The Scottish Police Federation (SPF) turned down the pay deal saying there was "palpable anger" among officers.
The SPF said police would not sit back while faced with a "wall of silence" from the government and any action they took would be "impactful".
A Scottish government spokesperson said negotiations over pay were "ongoing".
The dispute between the "official side" - the Scottish Police Authority, Police Scotland and Scottish government ministers - and staff is being handled by the Police Negotiating Board.
The SPF, which represents all officers from junior constables to chief inspectors, had asked for 3.4%.
It said the current offer amounted to about 2% for most members and 1% for its higher-earning members.
After "unequivocally" rejecting the pay offer two weeks ago, the SPF said there had been no further dialogue with the negotiators.
Police silence 'a fantasy'
Speaking to BBC Scotland, SPF general secretary Calum Steele said: "There is palpable anger across our workforce. The options they we are looking at are wide and they are varied.
"They will be impactful and be in no doubt that the willingness of the police service to simply stand back and accept this derisory offer at a time that other bodies and other workers will be taking much more action than we are capable of doing - the notion that we are going to accept that and stay silent is simply a fantasy."
Police officers have legal limits on their ability to take industrial action, but Mr Steele said SPF members were willing to take a "sustained reaction" lasting "many, many months" unless there was a "significant improvement".
Mr Steele added: "There are many options that are available to us.

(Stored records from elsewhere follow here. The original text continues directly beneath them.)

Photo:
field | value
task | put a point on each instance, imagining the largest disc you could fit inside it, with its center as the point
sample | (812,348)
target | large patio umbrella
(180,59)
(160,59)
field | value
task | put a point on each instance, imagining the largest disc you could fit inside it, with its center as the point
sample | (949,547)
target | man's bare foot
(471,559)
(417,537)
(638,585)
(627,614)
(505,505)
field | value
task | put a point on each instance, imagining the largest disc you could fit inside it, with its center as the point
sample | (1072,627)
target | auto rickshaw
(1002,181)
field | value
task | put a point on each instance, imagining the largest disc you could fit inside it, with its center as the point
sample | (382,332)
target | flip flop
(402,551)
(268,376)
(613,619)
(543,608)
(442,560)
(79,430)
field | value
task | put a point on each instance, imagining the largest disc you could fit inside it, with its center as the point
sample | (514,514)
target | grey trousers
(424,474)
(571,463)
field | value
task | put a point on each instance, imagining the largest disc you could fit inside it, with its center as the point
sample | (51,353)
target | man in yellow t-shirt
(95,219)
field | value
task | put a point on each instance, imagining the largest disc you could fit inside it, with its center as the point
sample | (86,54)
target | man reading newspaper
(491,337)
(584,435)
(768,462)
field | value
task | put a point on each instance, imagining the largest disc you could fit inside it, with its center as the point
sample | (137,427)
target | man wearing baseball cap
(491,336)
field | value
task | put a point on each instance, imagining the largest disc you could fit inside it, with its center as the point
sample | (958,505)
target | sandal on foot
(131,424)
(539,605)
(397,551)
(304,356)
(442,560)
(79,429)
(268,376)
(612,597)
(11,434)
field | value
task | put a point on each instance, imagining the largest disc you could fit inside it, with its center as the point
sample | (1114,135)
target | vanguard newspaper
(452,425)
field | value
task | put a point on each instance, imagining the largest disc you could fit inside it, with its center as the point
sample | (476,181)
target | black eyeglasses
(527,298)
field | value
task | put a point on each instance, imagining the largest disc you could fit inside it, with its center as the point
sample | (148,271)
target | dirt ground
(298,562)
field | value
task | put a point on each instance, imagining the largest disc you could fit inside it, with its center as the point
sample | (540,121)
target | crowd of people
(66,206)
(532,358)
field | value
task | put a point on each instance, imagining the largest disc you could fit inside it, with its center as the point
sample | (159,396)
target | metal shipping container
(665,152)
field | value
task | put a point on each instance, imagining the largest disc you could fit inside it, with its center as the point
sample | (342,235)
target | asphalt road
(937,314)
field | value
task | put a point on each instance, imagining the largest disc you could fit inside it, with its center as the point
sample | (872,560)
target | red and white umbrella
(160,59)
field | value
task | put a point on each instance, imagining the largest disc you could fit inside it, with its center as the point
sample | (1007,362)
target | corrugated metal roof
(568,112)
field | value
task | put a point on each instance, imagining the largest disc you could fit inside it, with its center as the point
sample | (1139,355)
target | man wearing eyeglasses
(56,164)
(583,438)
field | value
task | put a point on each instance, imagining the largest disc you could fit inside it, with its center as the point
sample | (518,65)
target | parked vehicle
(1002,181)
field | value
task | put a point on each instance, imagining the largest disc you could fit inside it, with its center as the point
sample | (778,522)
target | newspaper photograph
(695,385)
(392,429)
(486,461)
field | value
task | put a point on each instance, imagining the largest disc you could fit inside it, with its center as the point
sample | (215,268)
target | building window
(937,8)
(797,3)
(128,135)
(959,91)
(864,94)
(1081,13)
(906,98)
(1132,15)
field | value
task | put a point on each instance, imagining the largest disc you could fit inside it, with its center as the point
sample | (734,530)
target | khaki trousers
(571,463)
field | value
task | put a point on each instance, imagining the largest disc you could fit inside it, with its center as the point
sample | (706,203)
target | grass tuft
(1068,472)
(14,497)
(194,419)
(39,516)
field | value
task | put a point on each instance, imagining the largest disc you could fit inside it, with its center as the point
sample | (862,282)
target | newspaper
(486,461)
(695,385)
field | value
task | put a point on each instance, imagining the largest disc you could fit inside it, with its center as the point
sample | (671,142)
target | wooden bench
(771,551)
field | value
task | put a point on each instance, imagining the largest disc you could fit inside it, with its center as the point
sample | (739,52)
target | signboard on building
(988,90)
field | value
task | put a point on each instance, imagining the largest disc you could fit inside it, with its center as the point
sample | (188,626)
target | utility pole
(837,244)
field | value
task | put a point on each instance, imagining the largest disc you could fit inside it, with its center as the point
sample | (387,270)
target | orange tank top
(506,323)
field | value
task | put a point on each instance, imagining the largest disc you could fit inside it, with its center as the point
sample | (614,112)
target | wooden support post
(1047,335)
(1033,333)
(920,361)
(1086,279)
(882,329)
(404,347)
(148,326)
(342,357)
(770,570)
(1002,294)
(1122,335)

We're looking strongly at all of them.
"The goodwill that this police service runs on is undoubtedly disappearing faster than snow off the proverbial dyke."
Police officers can be ordered to work at "any time, at any place, with any notice and for any duration", he said, describing the restrictions on officers as a "singularly unique in the public sector".
"So whilst police officers can be ordered to undertake overtime, they can't be ordered to undertake overtime if no one can get hold of them," Mr Steele added.
Government 'awaiting outcome'
The pay dispute comes as the Scottish government is involved in similar negotiations with other public sector workers, including rail workers in the newly-nationalised ScotRail and local authority workers, who are being balloted for strike action in August.
A Scottish government spokesperson said: "Negotiations for police officer pay for 2022/23 are currently ongoing through the Police Negotiating Board and we await the outcome of those discussions."
The Scottish Conservatives said police officers should "never have been pushed this far, to the point of threatening disruptive action, considering they cannot officially go on strike".
The party's justice spokesman Jamie Greene said: "Every effort must be made to avoid this sort of action taking place and [Scottish government] ministers cannot continue to ignore how officers feel they are not on their side."
Last year, police officers received a £700 pay rise and a separate non-consolidated payment of £250.
In Scotland, a new constable will start on a salary of £26,737.